Chapters 6, 7, and 8 are devoted to algorithms for scheduling and resource access control on one processor (i.e., a CPU, or a network link, I/O bus, a disk, and so on). Most of these algorithms are priority-driven; all of them can be implement easily on modern real-time operating systems and communication networks. The chapters adopt increasingly more complex variants of the periodic-task model: Chapter 6 starts from workloads consisting solely of independent periodic tasks that do not require any resource other than a processor. Chapter 7 adds aperiodic and sporadic tasks, and Chapter 8 adds resource contentions.
Chapter 9 is on multiprocessor and distributed systems. It introduces control and data dependencies among tasks and the end-to-end nature of their timing requirements. It then describes methods for partitioning an application into modules and assigning the modules to processors, controlling their access to resources on multiple processors, and synchronizing the execution of tasks on different processors.
Together, Chapters 6-9 give a comprehensive treatment of the RMA approach, which in essence is synonymous to fixed-priority scheduling. Most algorithms based on this approach allow application components to be added and deleted at run-time and can handle nondeterministic resource demands. The timing behavior of applications scheduled according to the algorithms are nondeterministic. However, the adverse effects of scheduling anomalies are bounded when fluctuations in resource demands are bounded. For most real-time applications, such as those described in Chapter 1, the accompanied validation techniques make it possible for us to predict fairly accurately the worstcase real-time performance of applications thus scheduled. The chapters also describe ways to schedule applications with widely varying resource demands within the deadline-driven framework. As examples, rate-based algorithms can provide timing isolation to sporadic tasks and enables us to predict the real-time performance of a distributed sporadic task independent of other tasks in the system.

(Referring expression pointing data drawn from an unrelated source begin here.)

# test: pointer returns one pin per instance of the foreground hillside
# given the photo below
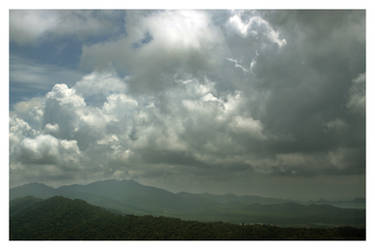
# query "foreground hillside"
(130, 197)
(60, 218)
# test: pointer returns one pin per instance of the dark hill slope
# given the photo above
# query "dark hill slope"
(60, 218)
(130, 197)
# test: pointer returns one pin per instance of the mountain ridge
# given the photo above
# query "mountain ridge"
(130, 197)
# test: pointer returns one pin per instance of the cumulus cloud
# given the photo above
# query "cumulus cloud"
(255, 26)
(30, 26)
(197, 96)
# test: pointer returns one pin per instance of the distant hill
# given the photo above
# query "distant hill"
(130, 197)
(60, 218)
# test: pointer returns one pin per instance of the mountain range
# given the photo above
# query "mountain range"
(60, 218)
(130, 197)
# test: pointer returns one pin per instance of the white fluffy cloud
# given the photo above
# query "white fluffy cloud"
(255, 26)
(27, 27)
(191, 93)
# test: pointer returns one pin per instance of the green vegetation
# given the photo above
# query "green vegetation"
(60, 218)
(129, 197)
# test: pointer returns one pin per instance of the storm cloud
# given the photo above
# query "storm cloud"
(250, 102)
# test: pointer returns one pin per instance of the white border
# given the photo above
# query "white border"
(169, 4)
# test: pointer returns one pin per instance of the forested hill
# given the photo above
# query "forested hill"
(130, 197)
(60, 218)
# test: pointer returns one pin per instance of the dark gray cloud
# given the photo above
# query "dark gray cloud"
(260, 102)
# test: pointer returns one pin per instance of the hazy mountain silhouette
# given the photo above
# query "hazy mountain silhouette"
(130, 197)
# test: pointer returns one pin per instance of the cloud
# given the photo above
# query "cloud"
(30, 26)
(205, 97)
(180, 42)
(356, 101)
(255, 26)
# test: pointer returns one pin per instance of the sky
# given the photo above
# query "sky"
(221, 101)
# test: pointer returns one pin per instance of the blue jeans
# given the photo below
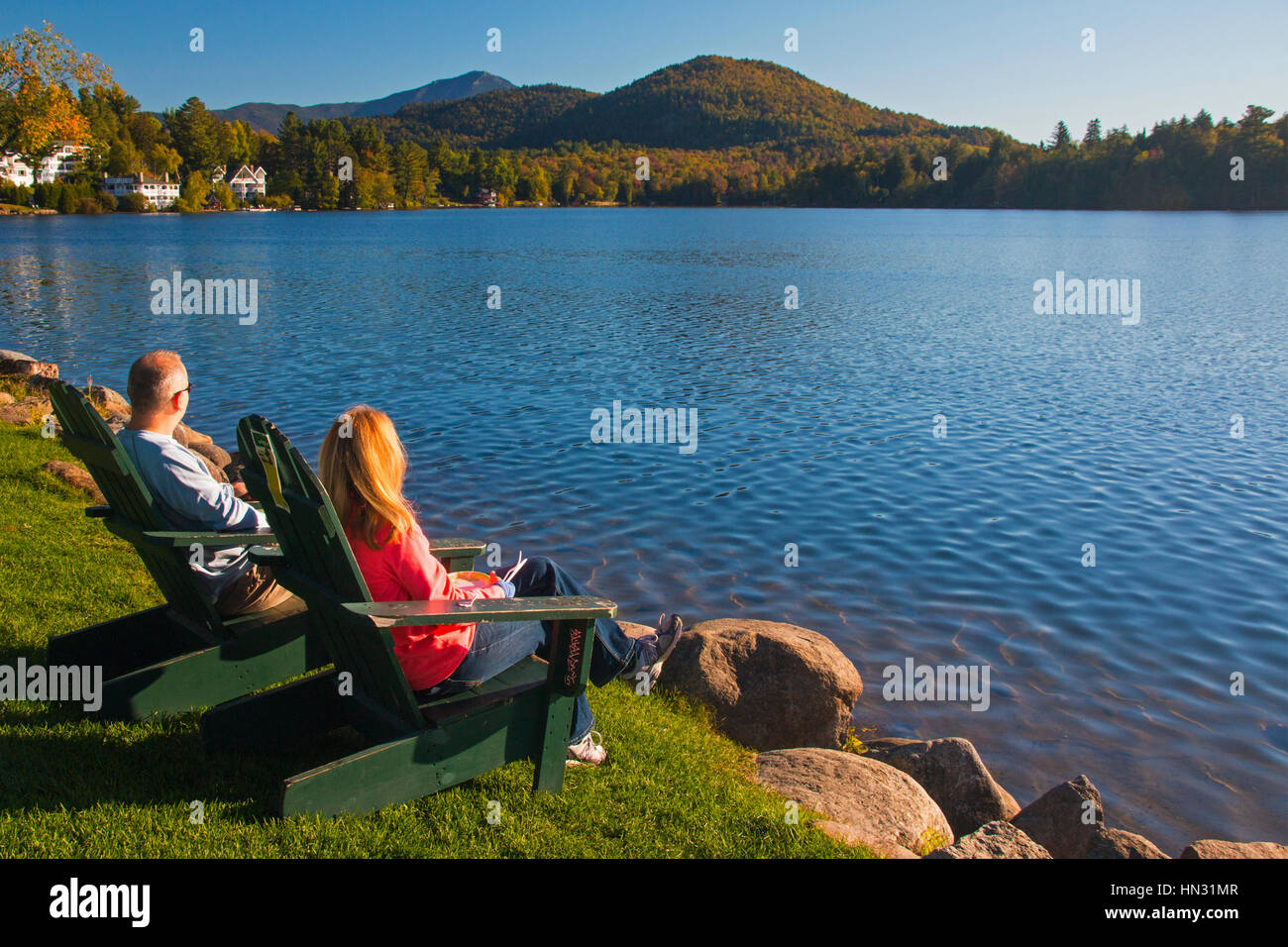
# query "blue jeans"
(500, 644)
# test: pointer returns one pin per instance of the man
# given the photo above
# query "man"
(188, 496)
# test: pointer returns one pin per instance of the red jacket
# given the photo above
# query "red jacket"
(408, 573)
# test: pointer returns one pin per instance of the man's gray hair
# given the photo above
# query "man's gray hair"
(155, 377)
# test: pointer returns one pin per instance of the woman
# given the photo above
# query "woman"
(362, 466)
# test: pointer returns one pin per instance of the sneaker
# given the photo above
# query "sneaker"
(589, 751)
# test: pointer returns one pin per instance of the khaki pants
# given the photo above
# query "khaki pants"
(256, 591)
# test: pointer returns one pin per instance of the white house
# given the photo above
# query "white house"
(16, 170)
(160, 191)
(249, 182)
(65, 158)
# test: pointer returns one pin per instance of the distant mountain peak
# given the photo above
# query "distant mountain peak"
(267, 116)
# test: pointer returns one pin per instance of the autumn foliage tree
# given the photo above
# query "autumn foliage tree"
(40, 72)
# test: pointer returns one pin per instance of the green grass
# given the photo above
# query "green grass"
(80, 788)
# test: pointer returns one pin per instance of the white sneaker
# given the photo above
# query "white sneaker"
(588, 751)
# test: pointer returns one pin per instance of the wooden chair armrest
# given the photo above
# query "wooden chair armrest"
(266, 556)
(456, 549)
(447, 612)
(215, 540)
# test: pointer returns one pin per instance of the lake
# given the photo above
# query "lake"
(912, 462)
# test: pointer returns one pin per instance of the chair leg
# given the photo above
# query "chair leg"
(417, 764)
(570, 668)
(124, 644)
(201, 680)
(284, 714)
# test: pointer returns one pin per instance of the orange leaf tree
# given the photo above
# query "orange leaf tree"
(39, 71)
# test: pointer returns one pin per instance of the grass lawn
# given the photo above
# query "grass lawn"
(75, 787)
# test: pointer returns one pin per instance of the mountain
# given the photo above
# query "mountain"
(267, 116)
(505, 115)
(708, 102)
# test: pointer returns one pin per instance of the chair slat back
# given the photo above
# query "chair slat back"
(91, 442)
(316, 551)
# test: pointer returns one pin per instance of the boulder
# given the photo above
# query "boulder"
(1119, 843)
(211, 451)
(27, 367)
(771, 685)
(40, 406)
(16, 414)
(997, 839)
(107, 399)
(75, 475)
(192, 437)
(953, 775)
(1056, 818)
(1216, 848)
(864, 800)
(215, 471)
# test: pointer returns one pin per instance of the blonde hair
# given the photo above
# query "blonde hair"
(362, 464)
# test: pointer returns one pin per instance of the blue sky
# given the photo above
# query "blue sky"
(1008, 63)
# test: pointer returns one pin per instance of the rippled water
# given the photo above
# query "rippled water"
(814, 428)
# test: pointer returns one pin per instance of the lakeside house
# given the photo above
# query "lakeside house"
(65, 159)
(16, 170)
(245, 183)
(161, 192)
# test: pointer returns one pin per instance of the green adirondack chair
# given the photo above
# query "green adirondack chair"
(180, 655)
(412, 748)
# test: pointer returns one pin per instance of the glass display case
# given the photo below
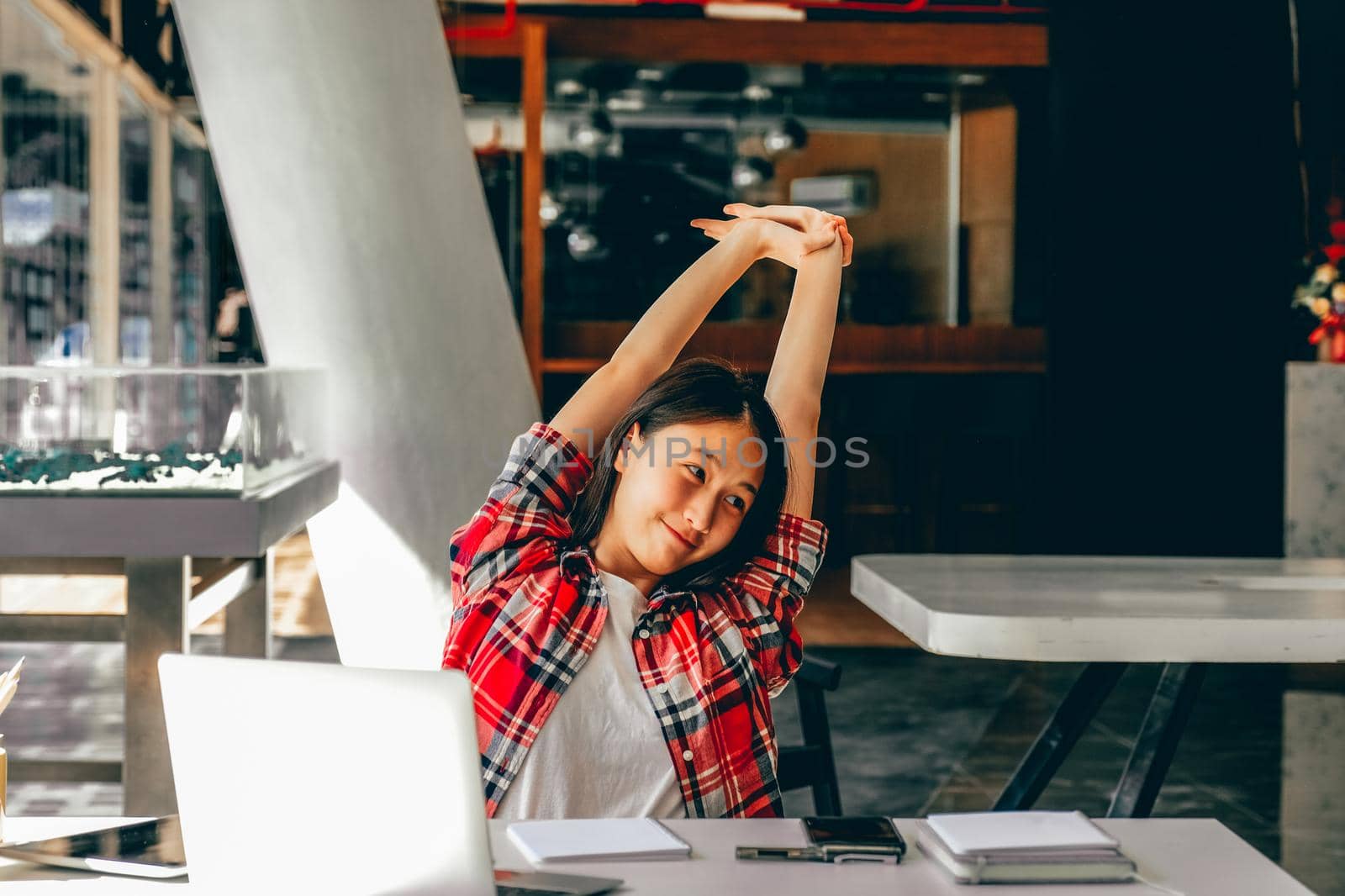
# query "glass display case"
(214, 430)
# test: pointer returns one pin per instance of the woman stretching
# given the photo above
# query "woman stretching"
(625, 620)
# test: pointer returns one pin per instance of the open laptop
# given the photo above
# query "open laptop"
(331, 779)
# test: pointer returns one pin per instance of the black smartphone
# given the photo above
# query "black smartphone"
(858, 835)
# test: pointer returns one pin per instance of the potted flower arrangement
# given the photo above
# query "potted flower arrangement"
(1324, 293)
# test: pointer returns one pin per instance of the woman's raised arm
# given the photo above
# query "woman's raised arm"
(657, 340)
(799, 369)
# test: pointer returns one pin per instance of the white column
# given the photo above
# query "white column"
(367, 248)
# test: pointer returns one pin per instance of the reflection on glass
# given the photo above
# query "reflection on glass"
(136, 304)
(190, 250)
(45, 98)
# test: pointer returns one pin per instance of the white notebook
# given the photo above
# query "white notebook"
(989, 833)
(583, 840)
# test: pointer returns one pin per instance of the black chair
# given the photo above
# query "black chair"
(811, 763)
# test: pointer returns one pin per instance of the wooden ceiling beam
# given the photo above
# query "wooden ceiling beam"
(883, 44)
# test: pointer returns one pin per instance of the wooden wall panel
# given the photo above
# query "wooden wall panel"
(989, 161)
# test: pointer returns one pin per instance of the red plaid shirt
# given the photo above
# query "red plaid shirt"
(529, 607)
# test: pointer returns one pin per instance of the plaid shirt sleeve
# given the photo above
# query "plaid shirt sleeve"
(530, 499)
(767, 593)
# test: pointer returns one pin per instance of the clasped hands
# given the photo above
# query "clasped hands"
(784, 233)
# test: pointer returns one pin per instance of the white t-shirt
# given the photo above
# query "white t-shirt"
(602, 751)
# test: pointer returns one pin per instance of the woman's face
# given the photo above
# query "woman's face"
(683, 492)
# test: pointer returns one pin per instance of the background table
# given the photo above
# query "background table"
(152, 540)
(1111, 611)
(1197, 857)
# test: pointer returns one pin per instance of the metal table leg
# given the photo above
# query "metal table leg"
(248, 616)
(1157, 741)
(1059, 736)
(158, 593)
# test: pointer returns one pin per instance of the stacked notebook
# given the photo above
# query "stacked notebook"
(587, 840)
(1024, 848)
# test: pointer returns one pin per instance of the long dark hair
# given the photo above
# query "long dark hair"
(694, 392)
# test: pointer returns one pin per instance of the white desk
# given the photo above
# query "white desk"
(1131, 609)
(1111, 611)
(1197, 857)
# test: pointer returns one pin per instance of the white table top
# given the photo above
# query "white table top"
(1194, 856)
(1111, 609)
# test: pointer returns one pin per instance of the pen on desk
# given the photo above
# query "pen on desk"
(783, 853)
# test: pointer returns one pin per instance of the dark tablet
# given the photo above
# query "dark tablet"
(139, 849)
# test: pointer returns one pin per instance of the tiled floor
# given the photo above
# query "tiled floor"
(912, 734)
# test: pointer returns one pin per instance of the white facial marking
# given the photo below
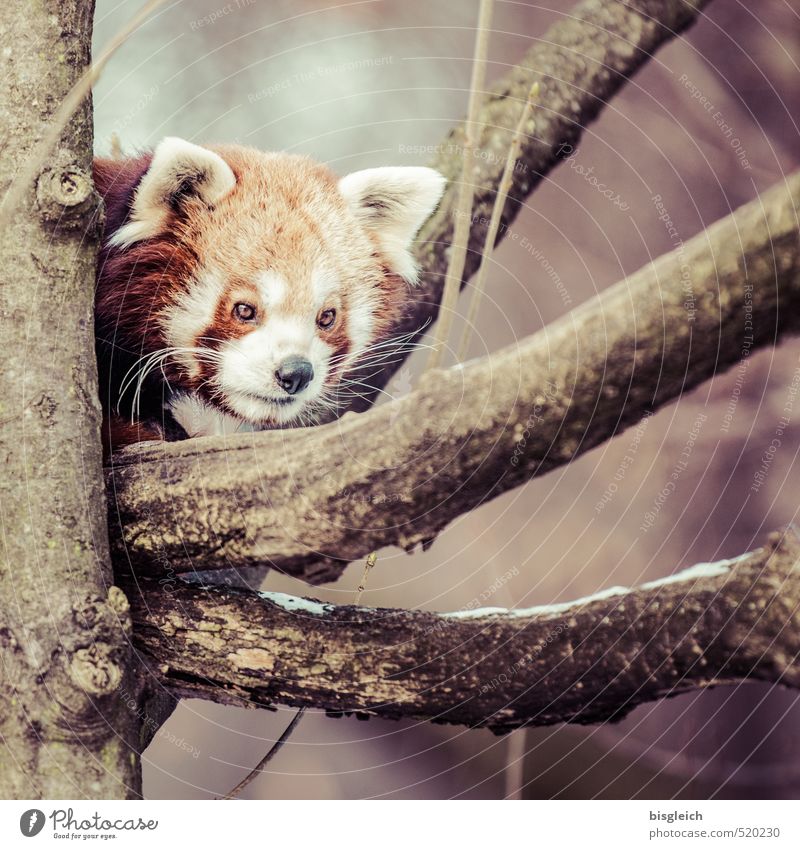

Chapter 10. Chapter 10 introduces the concept of flexible applications. A flexible application contains tasks that can trade off the qualities of their results for their time and resource demands. The flexible computation approach is a means for handling overload and increasing availability. This chapter describes workload models that capture the characteristics and requirements of flexible applications and algorithms that have been developed to schedule them. Another subject of discussion is the temporal distance model. The timing requirements of some real-time tasks can be more conveniently defined in the terms of the maximum length of time between completions of consecutive task instances. The temporal distance model captures this kind of requirement.
Chapter 11. Chapter 11 focuses on real-time issues in communication networks, specifically, features and capabilities needed to support real-time applications. It starts by describing low-level, realtime flow control, and scheduling schemes for packet switched networks and medium access protocols for broadcast networks. It then describes resource reservation, internet and transport protocols designed for real-time applications.
Chapter 12. The last chapter examines in depth implementation details that were ignored in earlier chapters. It consists of two parts. The first part discusses how operating systems services and mechanisms should be implemented to enhance the predictability of applications using them. Some services and mechanisms are easy to implement, have low overhead, and can make the implementation of many algorithms described in previous chapters significantly simpler, but are not provided by most commercial operating systems. This part describes examples of them.
The second part gives an overview of several commercial real-time and general purpose operating systems. It highlights good features of real-time operating systems. It explains why Windows NT and Linux, two popular general purpose operating systems, do not work well for real-time applications and how to get better predictability out of them.